Re: [PATCH v2 00/16] fs,x86/resctrl: Add kernel-mode (e.g., PLZA) support to the resctrl subsystem

From: Moger, Babu

Date: Mon Apr 20 2026 - 20:41:43 EST


Hi Reinette,

On 4/20/2026 6:34 PM, Reinette Chatre wrote:
Hi Babu,

On 4/20/26 3:59 PM, Moger, Babu wrote:
On 4/20/2026 5:03 PM, Reinette Chatre wrote:
On 4/20/26 12:38 PM, Babu Moger wrote:

The current mode change behavior is very restrictive.

For example:

# cat info/kernel_mode
       inherit_ctrl_and_mon
       [global_assign_ctrl_assign_mon_per_cpu]
        global_assign_ctrl_inherit_mon_per_cpu


# cat info/kernel_mode_assignment
      ctrl1/mon1/

In this state, we cannot change kernel_mode to inherit_ctrl_and_mon. The expectation, however, is that inherit_ctrl_and_mon should always map to the RDTCTRL_GROUP.

Could you please provide details behind the "we cannot change kernel_mode to
inherit_ctrl_and_mon" statement? Why is this not possible?

I do not see "inherit_ctrl_and_mon" to map to *any* group though. Expectation is
that when user changes mode to "inherit_ctrl_and_mon" then
info/kernel_mode_assignment would become invisible to user space.

Ok. That is fine.


Sorry for not making it clear. Let’s consider the following scenario.

The system boots with these default settings:

# cat info/kernel_mode
[inherit_ctrl_and_mon]
global_assign_ctrl_assign_mon_per_cpu
global_assign_ctrl_inherit_mon_per_cpu


At this point, the interface info/kernel_mode_assignment is not visible.

Next, lets create a new control group:

# mkdir ctrl1

We want to designate this group as the new kernel-mode group.

First operation: Change the mode:

# echo "global_assign_ctrl_inherit_mon_per_cpu" > info/kernel_mode

At this stage, only the kernel mode is being changed. However, there is no way to know which control group the user intends to assign to kernel mode. All we know here is the selected mode.

After this operation, the info/kernel_mode_assignment interface should become visible. But the question is: what should it contain or point to at this moment?

This was considered as part of original proposal per
https://lore.kernel.org/lkml/2ab556af-095b-422b-9396-f845c6fd0342@xxxxxxxxx/
(search for "default value") where the idea was that the group
should be initialized to the default group.


# cat info/kernel_mode_assignment
??

After
# echo "global_assign_ctrl_inherit_mon_per_cpu" > info/kernel_mode
# cat info/kernel_mode_assignment
/

After
# echo "global_assign_ctrl_assign_mon_per_cpu" > info/kernel_mode
# cat info/kernel_mode_assignment
//

(although this is where previous discussion comes in on how interface
can become inconsistent depending on what the previous kernel mode was)

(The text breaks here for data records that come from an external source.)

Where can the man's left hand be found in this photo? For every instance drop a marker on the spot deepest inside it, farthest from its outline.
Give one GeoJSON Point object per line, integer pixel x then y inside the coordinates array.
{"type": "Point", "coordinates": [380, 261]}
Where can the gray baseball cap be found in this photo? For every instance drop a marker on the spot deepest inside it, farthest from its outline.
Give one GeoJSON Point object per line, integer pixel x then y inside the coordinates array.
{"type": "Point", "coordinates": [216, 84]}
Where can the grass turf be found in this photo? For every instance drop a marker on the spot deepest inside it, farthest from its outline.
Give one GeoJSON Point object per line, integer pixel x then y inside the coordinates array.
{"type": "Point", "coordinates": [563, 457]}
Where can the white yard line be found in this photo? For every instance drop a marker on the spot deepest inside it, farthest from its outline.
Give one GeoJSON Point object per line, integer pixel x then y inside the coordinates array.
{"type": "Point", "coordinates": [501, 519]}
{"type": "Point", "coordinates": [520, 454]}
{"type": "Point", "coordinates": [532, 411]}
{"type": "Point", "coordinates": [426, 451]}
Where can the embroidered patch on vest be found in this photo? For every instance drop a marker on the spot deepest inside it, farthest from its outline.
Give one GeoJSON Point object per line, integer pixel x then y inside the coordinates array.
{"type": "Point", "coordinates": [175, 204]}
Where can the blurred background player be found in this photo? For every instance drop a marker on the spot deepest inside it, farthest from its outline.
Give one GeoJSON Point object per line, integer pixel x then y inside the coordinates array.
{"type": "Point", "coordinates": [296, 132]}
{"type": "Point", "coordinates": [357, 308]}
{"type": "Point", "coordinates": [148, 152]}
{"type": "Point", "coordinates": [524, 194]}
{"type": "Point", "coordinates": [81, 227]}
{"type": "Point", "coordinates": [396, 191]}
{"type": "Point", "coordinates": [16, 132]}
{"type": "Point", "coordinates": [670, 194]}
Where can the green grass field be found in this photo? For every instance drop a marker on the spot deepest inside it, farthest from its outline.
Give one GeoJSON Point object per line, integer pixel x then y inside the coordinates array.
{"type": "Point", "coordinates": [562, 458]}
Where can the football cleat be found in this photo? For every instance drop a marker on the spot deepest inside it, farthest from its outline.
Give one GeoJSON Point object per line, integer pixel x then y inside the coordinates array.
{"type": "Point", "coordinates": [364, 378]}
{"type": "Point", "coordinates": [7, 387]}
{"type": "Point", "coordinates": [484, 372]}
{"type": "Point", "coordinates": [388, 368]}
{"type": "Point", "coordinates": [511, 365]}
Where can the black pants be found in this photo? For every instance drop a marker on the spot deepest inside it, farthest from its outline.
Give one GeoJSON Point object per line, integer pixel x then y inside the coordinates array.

This operation effectively promotes the default group (CLOSID 0) to the kernel-mode group. Consequently, MSRs will be programmed on all threads, which is not the user’s intent.



Next operation: Assign the group

# echo "ctrl1//" > info/kernel_mode_assignment


Once again, this causes MSRs to be programmed with a new CLOSID(ctrl1) which is actual intended result.


Now the intended control group (ctrl1) is explicitly specified for kernel mode. In summary, changing the kernel mode requires two distinct inputs:

- Selecting the kernel mode.
- Specifying the control group to be used for that mode.


Hope this makes sense.

Understood. Could you please elaborate what the problem is with making it so?
Are you trying to eliminate one per-CPU register write? Is this something that
ends up being very expensive? I assumed that a register designed to support
modification during context switch should be fast. Or is it the IPI you are
concerned about? Please help me to understand what the actual problem is that
you are trying to solve.
I think it is reasonable to start with defaults when changing the mode which
I do not expect users to change often.

Note that these MSR writes are not occurring in the context-switch path.

However, every time the kernel mode is changed, we end up performing an additional set of MSR writes, which is unnecessary overhead.

There is also another issue, as previously discussed: switching between
global_assign_ctrl_assign_mon_per_cpu and
global_assign_ctrl_inherit_mon_per_cpu, and vice versa.

One mode requires a CTRL_MON group, while the other requires a MON group. Because of this mismatch in required group types, switching between these modes is not possible.

We already discussed moving back to the default group on every mode switch. Doing so here would once again cause extra MSR writes on each mode transition, which is undesirable.